Washington Post article
February 15, 1992
by Carey Kinsolving
Jo Starbuck was addicted to perfection. So when her efforts to have a perfect marriage were spoiled by separation and divorce, she felt utterly worthless.
Tom McMahon spent years trying to resolve guilt over his father’s suicide. When he went to church, he felt only more condemnation.
Now, they both feel better about themselves.
Starbuck and McMahon are among those participating in a class at the McLean Bible Church, in which they’re learning to accept love instead of the rejection, guilt and frustration associated with real or imagined failures.
The class for single parents started in 1985, with McMahon teaching it. He said about 15 people attend the Sunday morning class, but the turnover is high because of marriage and job transfers.
Newcomers to the 1,200-member church, which meets at Langley High School because it has outgrown its facilities, usually find out about the class through checking off a box on a visitors’ card.
In October of 1990, a friend gave McMahon a book by Bob George entitled “Classic Christianity.” McMahon introduced his class to the book and began a discussion of its concepts. The book proved to be so provocative that it has become a “reference point” for discussions in subsequent classes, McMahon said.
“The book teaches that it’s not what one does, but what God did that gives people a proper self-image as totally absolved from guilt,” he said.
For Starbuck, 41, a marketing coordinator for a computer software company, the class that she started attending in 1986 served as a catalyst for healing. Starbuck said she recalled reading the word “grace” in her Bible 10 years ago, and pondering, “What does this mean?”
Thirteen years into her marriage, Starbuck was separated and, two years later, divorced. She was left to rear her two daughters as a single parent. Her commitment to perfection took more battering.
She felt, she said, “I had to do everything perfectly before God would accept me. That’s the trap a lot of Christians fall into.”
Instead of trying to do everything right, Starbuck now wishes she had relaxed and enjoyed what God was trying to teach her through her marriage problems. She attended the class for the final time two weeks ago, and is engaged to be married in May.
Although McMahon, 54, an air-traffic consultant, has never faced the feelings of rejection from a divorce, he has had to deal with the suicide of his father. McMahon recalled the sense of guilt he felt at 13 as the oldest of six children when his father died. For years he thought, “I’m one of the reasons he did that.”
Feelings of unworthiness plagued him throughout most of his 35 years with the Navy as an air traffic controller. He felt God was condemning him for his father’s death. He said he tried desperately to perform up to what he thought were God’s expectations.
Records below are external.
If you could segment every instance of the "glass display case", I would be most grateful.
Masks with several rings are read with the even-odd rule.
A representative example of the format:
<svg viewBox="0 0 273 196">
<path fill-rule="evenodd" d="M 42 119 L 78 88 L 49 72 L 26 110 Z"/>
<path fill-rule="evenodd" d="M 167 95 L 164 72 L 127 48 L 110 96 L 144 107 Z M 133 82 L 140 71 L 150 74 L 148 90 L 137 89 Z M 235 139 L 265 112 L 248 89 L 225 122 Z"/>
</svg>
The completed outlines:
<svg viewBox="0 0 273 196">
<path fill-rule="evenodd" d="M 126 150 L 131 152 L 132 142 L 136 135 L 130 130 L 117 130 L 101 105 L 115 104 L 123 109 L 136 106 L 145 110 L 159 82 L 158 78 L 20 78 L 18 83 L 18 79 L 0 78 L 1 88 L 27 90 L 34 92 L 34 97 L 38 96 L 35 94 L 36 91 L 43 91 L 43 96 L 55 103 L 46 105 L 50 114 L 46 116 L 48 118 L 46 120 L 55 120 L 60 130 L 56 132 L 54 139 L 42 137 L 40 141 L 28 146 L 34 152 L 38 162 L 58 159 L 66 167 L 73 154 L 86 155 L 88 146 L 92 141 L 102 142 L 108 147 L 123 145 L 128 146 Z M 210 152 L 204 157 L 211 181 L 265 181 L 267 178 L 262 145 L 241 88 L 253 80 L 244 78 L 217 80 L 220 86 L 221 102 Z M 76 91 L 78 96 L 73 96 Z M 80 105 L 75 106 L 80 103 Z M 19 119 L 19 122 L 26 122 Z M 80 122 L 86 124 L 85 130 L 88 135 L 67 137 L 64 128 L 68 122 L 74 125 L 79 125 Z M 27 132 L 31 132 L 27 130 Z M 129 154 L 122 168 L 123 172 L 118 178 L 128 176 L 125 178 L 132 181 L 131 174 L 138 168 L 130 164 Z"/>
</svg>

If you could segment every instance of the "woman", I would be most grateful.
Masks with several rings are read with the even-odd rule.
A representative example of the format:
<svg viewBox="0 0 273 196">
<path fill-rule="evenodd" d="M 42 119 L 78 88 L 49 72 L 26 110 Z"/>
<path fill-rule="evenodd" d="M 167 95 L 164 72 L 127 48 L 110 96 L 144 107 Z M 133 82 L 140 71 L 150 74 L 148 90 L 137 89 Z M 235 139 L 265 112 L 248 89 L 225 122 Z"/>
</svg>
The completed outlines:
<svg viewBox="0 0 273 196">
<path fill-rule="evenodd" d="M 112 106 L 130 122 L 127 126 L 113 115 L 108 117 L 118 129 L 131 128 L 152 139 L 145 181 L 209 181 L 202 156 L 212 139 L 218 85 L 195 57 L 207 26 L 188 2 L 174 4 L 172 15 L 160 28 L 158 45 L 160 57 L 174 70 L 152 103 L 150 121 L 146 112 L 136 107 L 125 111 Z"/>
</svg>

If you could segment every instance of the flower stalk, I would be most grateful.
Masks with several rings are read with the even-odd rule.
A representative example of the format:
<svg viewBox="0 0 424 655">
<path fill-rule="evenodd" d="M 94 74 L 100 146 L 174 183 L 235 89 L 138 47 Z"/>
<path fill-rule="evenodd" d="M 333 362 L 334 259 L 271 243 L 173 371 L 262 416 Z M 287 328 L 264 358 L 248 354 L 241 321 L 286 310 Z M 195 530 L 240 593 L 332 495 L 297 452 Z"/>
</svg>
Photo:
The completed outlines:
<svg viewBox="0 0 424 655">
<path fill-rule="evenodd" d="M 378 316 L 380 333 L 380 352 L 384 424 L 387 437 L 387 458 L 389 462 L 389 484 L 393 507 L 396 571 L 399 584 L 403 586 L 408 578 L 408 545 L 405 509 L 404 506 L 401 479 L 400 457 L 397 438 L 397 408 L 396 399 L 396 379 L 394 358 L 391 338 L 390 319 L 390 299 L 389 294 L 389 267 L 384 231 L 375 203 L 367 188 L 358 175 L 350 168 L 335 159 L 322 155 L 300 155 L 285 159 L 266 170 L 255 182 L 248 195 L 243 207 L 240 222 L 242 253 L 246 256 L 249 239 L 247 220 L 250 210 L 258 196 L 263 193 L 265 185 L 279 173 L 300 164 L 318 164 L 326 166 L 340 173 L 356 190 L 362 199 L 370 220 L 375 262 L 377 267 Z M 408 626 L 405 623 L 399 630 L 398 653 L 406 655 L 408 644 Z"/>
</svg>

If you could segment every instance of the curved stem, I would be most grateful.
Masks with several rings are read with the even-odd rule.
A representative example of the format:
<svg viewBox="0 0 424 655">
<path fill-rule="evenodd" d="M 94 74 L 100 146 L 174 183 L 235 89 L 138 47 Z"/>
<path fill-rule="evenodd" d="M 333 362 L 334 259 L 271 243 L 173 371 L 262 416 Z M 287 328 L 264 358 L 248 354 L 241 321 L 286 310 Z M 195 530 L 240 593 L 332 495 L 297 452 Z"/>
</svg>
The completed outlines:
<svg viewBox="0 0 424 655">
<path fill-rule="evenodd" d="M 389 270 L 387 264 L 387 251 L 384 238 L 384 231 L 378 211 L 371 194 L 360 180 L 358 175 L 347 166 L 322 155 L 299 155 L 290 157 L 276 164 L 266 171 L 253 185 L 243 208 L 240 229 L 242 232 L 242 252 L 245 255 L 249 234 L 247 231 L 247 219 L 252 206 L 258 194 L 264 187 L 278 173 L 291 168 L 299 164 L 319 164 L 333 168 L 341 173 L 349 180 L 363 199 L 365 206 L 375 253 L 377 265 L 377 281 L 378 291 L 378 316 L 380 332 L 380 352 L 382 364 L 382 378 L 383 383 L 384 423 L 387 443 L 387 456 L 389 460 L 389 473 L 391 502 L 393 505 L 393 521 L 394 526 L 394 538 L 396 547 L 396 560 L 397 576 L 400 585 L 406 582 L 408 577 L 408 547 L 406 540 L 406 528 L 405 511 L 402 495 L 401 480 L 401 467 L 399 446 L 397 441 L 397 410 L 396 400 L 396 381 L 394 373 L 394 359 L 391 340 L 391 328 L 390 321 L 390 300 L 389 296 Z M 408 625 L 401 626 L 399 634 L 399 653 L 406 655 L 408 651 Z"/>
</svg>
The teaching of his former pastor only contributed to his problem, McMahon said, because the pastor taught that Christians could lose their salvation. McMahon said he described his former mind-set as: “If you mess up, and you don’t get it right, if Jesus comes, you’ve had it. So here you are going through life checking off all the boxes, always worried about whether you’re getting it right.”
McMahon said he now realizes that he was the son of a very troubled person, and his faith has helped him realize he is a beloved child of an accepting God.
In an interview from Dallas, George described his book as an attempt to apply biblical principles “in real life experiences that involve both falling down and getting up. Most of the time we just hear about the getting up.”
George himself experienced “falling down” – in his case, emotionally. He was teaching at a Bible college, writing Bible-study books, doing a 15-minute daily radio broadcast and was, as he put it, “busy and barren.”
George said he was doing all the right things, but had forgotten that the Christian life is allowing Christ to live through you, not just a lifestyle. He began to realize his problem when, for no apparent reason, he burst into tears while driving on the Central Expressway in Dallas.
George pointed out that the Bible tells about Peter’s denial of Christ and of King David’s adultery. “We would have left that out,” he said. “We don’t realize that it’s in those [difficult] life experiences we learn about the faithfulness of God.”
Using an accounting illustration to explain the struggle that many Christians face, George said that while God has taken their sins off his accounts receivable, many Christians fail to take them off of their accounts payable.
“The average Christian is sitting around with all of his debts still on the accounts payable,” George said.